31 Jan 2014

Sollecito held as Knox warns: ‘I’m not going back’

Raffaele Sollecito is stopped by police close to the Austrian border, after judges reinstated his and Amanda Knox’s murder conviction for the death of British student Meredith Kercher.

The appeal from Italy’s supreme court on Thursday night overturned a previous appeal from 2013 that found the pair not guilty.

Mr Sollecito was sentenced to 25 years and Ms Knox, jailed for 28 years and six months.

Hours before the verdict was announced, Mr Sollecito left the hearing in Florence in central Italy and began travelling north, his lawyer telling reporters he would not attend to hear the verdict due to stress.

Police say they found the 29-year old between the northern towns of Udine and Tarvisio, close to Italy’s border with Austria, which he had reached by Thursday afternoon.

‘Train wreck’

It is not clear whether Ms Knox, 26, will be expected to return to Italy to serve her jail term, but in a pre-recorded interview for BBC’s Newsnight, she said: “I’m not willingly going back, no.

“It would feel like a train wreck. There’s not a lot I can do after this appeal. They would order my arrest and the Italian government would approach the American government and say, ‘Extradite her’.

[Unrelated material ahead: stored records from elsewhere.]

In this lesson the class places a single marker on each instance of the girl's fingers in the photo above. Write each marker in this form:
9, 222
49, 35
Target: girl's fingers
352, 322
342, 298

“And I don’t know what would happen. I’m still counting on an acquittal.

“I’ll technically be considered a fugitive. I don’t know what I will do though. I’m definitely not going back willingfully.

“They’ll have to catch me and pull me back, kicking and screaming into a prison I don’t deserve to be in.”

‘Frightened and saddened’

Speaking after the case, Ms Knox issued a statement in which she was “frightened and saddened” and was going to appeal against the decision.

She described the ruling as “inconsistent and unfounded” and her co-accused was said to have been “astonished” with the way the court kept changing its mind.

Neither defendant was in the courtroom as the verdict was announced, though Mr Sollecito, 29, had attended the lengthy hearings.

Members of 21-year-old Miss Kercher’s family were there to hear the verdict – and said they would not be able to forgive those responsible for her death.

Guilty, then cleared

Miss Kercher, a Leeds University exchange student from Coulsdon, Surrey, was found with her throat slashed in the bedroom of the house she shared with Ms Knox in Perugia, central Italy, in November 2007.

The defendants were originally found guilty of murder in 2009, and were handed jail terms totalling more than 50 years.

They were cleared nearly two years later – but the appeal court ordered a fresh trial in March last year.

Rudy Guede, a drug dealer, is serving a 16-year sentence over the death, though the courts have said he did not act alone.